If you're watching a movie on TV and it has some relatively quiet dialog and then a commercial comes on, the commercial sounds louder because it has been heavily compressed in order to raise its average level (and get your attention.) The fact of the matter is that the movie and the commercial probably had the same peak level, it just that the commercial has a much higher average level.

Audio compression and limiting is an art form and it takes a lot of experience to do it "correctly." There are no hard and fast rules to determine the appropriate average level, you'll just have to play it by ear. But like I said, peak levels are virtually meaningless (well, as long as they don't exceed 0db.)

You could use the Normalize function in Sound Forge, it can be set to normalize for average levels, which is what we want. Render out the audio from the entire timeline and pull it into Sound Forge, then mark each different clip or section that needs to be level matched. Use the Normalize function in Sound Forge and set it to normalize using "Average RMS power" and normalize to -20db and select "If clipping occurs apply Dymanic Compression." -20db is a good starting point, you will have to play with this value for your project. Once you have determined the appropriate RMS level, use that same value for everything and the loudness of will be matched throughout your entire project.

John
wikksmith wrote on 7/6/2006, 4:48 PM
Thanks for the info. I've never done a re-render. What exactly do I re-render?
Ian
Chienworks wrote on 7/7/2006, 9:33 PM
In this case it will be exactly the same thing as the render you've already done. Open up Vegas, load the project you used to create the menu, and render it. The only difference is that you'll reduce the volume level in Vegas before doing the render. The "re" part is merely a reference to the fact that you're rendering something again that you've already rendered before.
TheHappyFriar wrote on 7/7/2006, 10:29 PM
on that TV levels thing... odds are that's not true for most of the TV you watch.
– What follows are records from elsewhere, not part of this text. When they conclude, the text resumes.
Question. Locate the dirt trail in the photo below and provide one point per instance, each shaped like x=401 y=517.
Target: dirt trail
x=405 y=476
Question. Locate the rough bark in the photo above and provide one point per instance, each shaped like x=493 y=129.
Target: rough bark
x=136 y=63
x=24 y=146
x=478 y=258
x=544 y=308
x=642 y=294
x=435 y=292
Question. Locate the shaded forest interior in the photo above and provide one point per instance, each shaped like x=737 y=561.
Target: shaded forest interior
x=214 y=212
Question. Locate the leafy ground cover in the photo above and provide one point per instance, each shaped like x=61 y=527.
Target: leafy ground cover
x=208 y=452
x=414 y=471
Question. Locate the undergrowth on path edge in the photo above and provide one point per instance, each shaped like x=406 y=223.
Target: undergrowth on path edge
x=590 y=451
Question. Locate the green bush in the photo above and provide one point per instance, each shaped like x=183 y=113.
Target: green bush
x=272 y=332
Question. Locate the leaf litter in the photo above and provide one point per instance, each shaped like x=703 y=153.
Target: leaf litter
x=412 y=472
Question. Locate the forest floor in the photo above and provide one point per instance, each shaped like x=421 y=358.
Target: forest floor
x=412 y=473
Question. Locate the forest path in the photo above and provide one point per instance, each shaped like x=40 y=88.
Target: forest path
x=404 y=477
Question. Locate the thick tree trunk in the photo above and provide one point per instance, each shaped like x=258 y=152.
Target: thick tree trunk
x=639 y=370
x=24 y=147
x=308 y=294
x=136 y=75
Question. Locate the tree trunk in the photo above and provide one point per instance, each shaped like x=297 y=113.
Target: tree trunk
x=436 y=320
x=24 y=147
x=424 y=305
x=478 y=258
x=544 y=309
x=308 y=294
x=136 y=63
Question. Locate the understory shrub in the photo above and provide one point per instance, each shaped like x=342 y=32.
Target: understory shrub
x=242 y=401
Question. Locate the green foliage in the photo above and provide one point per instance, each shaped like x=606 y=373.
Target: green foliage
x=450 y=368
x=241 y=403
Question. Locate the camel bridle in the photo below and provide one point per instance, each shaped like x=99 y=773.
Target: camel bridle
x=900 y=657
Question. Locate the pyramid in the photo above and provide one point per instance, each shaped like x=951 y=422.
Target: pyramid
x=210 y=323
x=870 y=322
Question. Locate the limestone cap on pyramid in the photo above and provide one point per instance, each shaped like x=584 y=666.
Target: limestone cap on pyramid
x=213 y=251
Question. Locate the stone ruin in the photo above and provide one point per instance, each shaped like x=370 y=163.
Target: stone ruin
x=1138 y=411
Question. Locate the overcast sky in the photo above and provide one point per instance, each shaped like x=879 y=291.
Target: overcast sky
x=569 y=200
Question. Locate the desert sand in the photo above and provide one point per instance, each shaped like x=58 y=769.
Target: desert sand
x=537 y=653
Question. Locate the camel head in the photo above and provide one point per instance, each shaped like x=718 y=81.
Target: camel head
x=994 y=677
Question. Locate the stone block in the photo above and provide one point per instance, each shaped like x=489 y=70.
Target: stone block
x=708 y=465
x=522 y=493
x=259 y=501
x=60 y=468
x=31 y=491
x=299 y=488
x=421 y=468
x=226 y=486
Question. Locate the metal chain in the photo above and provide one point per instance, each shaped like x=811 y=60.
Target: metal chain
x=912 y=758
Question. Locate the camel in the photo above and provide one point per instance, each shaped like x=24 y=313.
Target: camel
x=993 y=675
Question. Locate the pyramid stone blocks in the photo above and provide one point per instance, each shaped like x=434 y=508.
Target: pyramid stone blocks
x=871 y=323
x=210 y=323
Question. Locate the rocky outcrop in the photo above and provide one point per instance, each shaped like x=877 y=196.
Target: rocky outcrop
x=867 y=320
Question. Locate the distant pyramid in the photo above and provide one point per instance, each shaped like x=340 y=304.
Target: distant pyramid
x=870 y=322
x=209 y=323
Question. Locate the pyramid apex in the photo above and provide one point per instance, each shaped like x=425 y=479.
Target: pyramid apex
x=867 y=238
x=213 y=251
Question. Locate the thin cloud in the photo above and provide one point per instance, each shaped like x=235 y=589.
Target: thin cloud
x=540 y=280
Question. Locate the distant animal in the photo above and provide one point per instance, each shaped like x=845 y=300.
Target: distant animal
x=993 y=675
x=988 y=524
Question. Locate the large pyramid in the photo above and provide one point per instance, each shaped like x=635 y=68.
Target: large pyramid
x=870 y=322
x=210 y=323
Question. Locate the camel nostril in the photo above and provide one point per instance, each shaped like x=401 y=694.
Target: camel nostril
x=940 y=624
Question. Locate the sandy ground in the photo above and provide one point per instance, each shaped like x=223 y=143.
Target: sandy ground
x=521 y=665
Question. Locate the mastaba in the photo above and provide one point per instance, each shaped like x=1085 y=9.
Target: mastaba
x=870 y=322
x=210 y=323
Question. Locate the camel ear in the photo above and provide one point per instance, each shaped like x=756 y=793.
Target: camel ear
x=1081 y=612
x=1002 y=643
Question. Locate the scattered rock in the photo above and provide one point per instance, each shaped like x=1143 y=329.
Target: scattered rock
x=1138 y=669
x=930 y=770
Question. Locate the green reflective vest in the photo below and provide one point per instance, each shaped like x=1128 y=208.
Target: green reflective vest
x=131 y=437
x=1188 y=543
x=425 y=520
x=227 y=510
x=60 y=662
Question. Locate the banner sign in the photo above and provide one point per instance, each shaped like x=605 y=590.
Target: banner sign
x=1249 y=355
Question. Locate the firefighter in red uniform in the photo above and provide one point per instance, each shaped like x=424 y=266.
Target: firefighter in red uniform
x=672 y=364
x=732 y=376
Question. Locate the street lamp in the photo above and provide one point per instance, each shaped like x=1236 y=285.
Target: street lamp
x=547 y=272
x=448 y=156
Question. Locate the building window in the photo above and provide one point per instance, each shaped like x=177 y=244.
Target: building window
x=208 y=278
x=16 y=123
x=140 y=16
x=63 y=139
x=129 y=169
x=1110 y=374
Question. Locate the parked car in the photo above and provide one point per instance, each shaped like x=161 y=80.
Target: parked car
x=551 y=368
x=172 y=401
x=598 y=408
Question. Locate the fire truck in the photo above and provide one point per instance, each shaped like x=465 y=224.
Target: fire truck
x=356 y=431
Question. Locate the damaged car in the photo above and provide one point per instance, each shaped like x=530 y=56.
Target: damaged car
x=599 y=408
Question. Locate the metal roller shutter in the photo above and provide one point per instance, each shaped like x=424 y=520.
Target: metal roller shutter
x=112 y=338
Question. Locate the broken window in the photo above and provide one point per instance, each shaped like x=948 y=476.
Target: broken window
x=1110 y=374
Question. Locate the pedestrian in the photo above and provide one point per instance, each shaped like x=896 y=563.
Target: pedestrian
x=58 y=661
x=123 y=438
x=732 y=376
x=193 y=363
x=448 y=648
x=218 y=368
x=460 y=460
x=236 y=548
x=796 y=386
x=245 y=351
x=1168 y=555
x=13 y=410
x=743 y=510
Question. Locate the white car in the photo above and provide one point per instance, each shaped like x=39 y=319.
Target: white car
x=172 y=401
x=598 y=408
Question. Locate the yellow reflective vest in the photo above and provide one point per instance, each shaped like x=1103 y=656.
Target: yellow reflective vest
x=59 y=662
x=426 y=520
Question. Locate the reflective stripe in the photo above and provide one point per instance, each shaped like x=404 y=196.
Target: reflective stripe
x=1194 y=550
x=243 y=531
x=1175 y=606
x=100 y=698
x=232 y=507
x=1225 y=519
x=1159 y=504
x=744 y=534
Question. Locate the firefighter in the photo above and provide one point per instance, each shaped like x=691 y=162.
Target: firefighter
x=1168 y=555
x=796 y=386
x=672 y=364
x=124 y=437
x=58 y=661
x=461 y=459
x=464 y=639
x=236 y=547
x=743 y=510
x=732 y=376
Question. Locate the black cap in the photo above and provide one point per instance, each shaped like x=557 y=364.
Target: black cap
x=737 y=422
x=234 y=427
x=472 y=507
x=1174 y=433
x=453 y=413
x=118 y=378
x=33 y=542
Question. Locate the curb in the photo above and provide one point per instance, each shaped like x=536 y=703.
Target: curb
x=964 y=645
Some stations/networks do this on purpose (i've NEVER noticed it durring network programming commercials or comercials fed with syndicated shows, but others in the industry have said it is done, so it could be "fixed" at the stations), but odds are eigther a) the people who put the commercials on the system messed it all up (it's eigther way to loud or to low)or b) the control room guy messed it all up (turned the volume up/down to much).

Combine that with the fact almost nobody has the same rules for what a "tone" stands for & walah... you've got to turn the TV down durring commercials.

vitalforce wrote on 7/30/2006, 2:47 PM
I hit this consideration today--after discovering what interesting menu picture effects I can create right in DVDA3 using masks and color adjustments, it seemed that I ought to be able to just click on something or other do a basic volume adjustment for the menu music so it wouldn't blast compared to the program volume.

I'm writing the Madison folks with a suggestion accordingly.
Steve Mann wrote on 7/30/2006, 10:34 PM
This is not a function of DVD authoring. All that DVDA can do is add menus and flow control to the media that you have provided. The levels are what the levels are in your media. If you want to change that, you have to go back to your editing program and adjust the levels there.

Steve M.
Dan Sherman wrote on 7/31/2006, 8:25 AM
I have found this always to be problamatic with DVD-A.
Drag the audio file into Vegas, pull down the level and re-render.